This can be used to estimate an uncertainty in the obtained value of G.

The concept of the unrestricted absolute structure parameter G follows naturally from the comparison of the definitions of z and q. This is, however, a new concept. With a simple change of parameter expression we can cast our result in a form comparable with the Flack x parameter:

[y = (1-G)/2 \eqno (25)]

and

[\sigma_y = \sigma_G/2 .\eqno (26)]

With this definition, y behaves like the Flack x parameter in that it will have a value of 0.0 for the correct absolute structure model, and 1.0 for the inverted model.

3. Test calculations

Table 1[link] lists several data sets that were collected on different instruments. Some of these data sets happened to be of interest at that time; others were specially collected to test the statistical methods introduced in this paper.

Table 1
Samples studied

Conditions are as follows. (1) Measured on a Bruker AXS SMART APEX system with an Mo Kα sealed-tube X-ray generator at room temperature. (2) Measured on a Nonius KappaCCD system with a Nonius Mo Kα rotating-anode X-ray generator at 100 K. (3) Measured on a Bruker AXS SMART 6000 system with a Cu Kα sealed-tube X-ray generator with graphite monochromator at 100 K. (4) Measured on a Bruker AXS SMART 6000 system with a Siemens Cu Kα rotating-anode tube and focusing multilayer optics at 100 K. (a) Data integrated using EvalCCD (Duisenberg et al., 2003[Duisenberg, A. J. M., Kroon-Batenburg, L. M. J. & Schreurs, A. M. M. (2003). J. Appl. Cryst. 36, 220-229.]) and scaled using SADABS (Sheldrick, 1996[Sheldrick, G. M. (1996). SADABS. University of Göttingen, Germany.]). (b) Data integrated with DENZO (Otwinowski, 1993[Otwinowski, Z. (1993).

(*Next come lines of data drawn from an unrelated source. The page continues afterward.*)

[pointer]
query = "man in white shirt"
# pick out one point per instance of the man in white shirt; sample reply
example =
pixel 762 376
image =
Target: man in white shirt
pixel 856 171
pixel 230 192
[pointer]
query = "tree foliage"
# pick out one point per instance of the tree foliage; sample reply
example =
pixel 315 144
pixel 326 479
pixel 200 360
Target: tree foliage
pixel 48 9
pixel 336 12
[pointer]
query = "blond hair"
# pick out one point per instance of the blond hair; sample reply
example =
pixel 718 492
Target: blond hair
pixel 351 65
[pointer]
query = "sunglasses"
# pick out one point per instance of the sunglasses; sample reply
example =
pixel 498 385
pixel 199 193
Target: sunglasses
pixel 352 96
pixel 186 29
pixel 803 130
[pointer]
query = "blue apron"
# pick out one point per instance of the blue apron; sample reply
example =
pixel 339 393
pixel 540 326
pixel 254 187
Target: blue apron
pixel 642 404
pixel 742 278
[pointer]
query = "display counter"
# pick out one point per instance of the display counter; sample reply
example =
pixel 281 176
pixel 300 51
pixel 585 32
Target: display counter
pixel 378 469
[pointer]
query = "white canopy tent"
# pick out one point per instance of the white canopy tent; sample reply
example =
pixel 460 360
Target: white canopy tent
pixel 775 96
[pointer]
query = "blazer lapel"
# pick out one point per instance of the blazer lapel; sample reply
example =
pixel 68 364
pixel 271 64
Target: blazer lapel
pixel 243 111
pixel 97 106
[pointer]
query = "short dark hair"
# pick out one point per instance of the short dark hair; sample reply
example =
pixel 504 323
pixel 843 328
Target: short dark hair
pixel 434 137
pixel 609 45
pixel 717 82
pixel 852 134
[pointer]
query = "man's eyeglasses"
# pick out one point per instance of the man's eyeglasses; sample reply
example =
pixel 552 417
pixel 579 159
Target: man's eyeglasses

Data Collection and Processing, pp. 56-62, Proceedings of the Daresbury CCP4 Study Weekend, compiled by L. Sawyer, N. Isaacs & S. Bailey. Warrington: Daresbury.]) and scaled using SCALEPACK (Otwinowski, 1993[Otwinowski, Z. (1993). Data Collection and Processing, pp. 56-62, Proceedings of the Daresbury CCP4 Study Weekend, compiled by L. Sawyer, N. Isaacs & S. Bailey. Warrington: Daresbury.]). (c) Data integrated using SAINT (Bruker, 2004[Bruker (2004). SAINT. Bruker AXS Inc., Madison, Wisconsin, USA.]) and scaled using SADABS. R1 = [ \sum(|F_{\rm o}|-|F_{\rm c}|)/\sum |F_{\rm o}|]. AMBI is ammonium bitartrate, M048A is threonine, M049A is glutamic acid, M050A is ammonium bitartrate, M051A is alanine. The rest of the data were supplied to us by a pharmaceutical company.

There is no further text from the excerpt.